Nye continues to combine experimental works such as Underworld performed at the University of Bremen in 2014 by Juan María Solare, with contemporary choral and instrumental compositions.
Since 2021 Nye has worked extensively with electronics, sample libraries and field recordings, writing and producing three albums.
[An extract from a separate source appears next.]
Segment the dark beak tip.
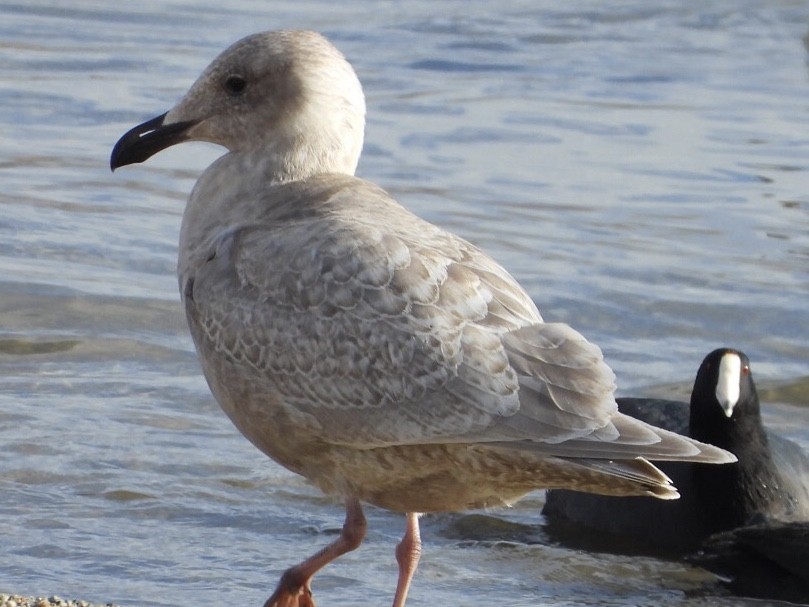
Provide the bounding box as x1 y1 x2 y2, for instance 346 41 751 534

In August 2022, his electronic composition EXPRSN was broadcast on BBC Radio 3.
In September 2024, Nye was appointed Composer in Residence for the Wiltshire town of Mere.
Nye's music is published with a number of works available from a variety of instrumental and choral publishing houses.

== Selected Compositions ==
- Three Pyrotechnic's for Solo Clarinet (1993),
- Mind Games for solo piano (1999),
- 8 'til Late for 8 hands on 2 pianos (2000),
- Icarus for orchestra (2000 - updated and scored for animated film in 2012)
- Cave Paintings for alto sax and piano (2002),
- Susvar for solo marimba (2002–2003),
- Online for 8 hands on 2 pianos (2002 - orchestrated in 2010),
- From Hambledon's Ridge for flute, oboe and clarinet (2005),
- Eric's Age of Blue for solo piano (2005),
- Colour Poems (words by Charlotta Skule) for SSAATBB (2006),
- Walking Song (words by Ivor Gurney) SATB and piano (2008)- music reset to words by Ian York (2010),
- Looking at the Mirror of the Moon (words by Thích Nhất Hạnh) for soprano, violin, viola and 'cello (2009),
- Annunciation for oboe, two voices (or choral parts) and piano (2009),
- Circus! for oboe, violin and piano (2010),
- Whispering Walls for marimba, harp and violin (2010),
- Steady Beats the Heart SATB and jazz piano (2011) (Words by Mandy Anson),
- The Gardener for oboe, violin and 'cello (2011),
- The Unfathomable Blue for solo piano (2012),
- Bucca a 1-minute music theatre piece for soprano and piano (2013).
- This Marvellous Machine for 8 hands on 1 piano (2013).
- Underworld for the lowest note on the piano (2014).
- Edge of the World a multimedia artistic work inspired by Levant Mine, Cornwall, UK (2014).
- Missa Brevis for SATB and organ (2015).
- Three Lyrics for oboe, clarinet and piano (2015 rev.2020).
- EXPRSN for multiple synthesisers and electronics (2022).
- Ten Vignettes for solo piano (2022).
- Fear not, for I am with you for unaccompanied SATB (2024).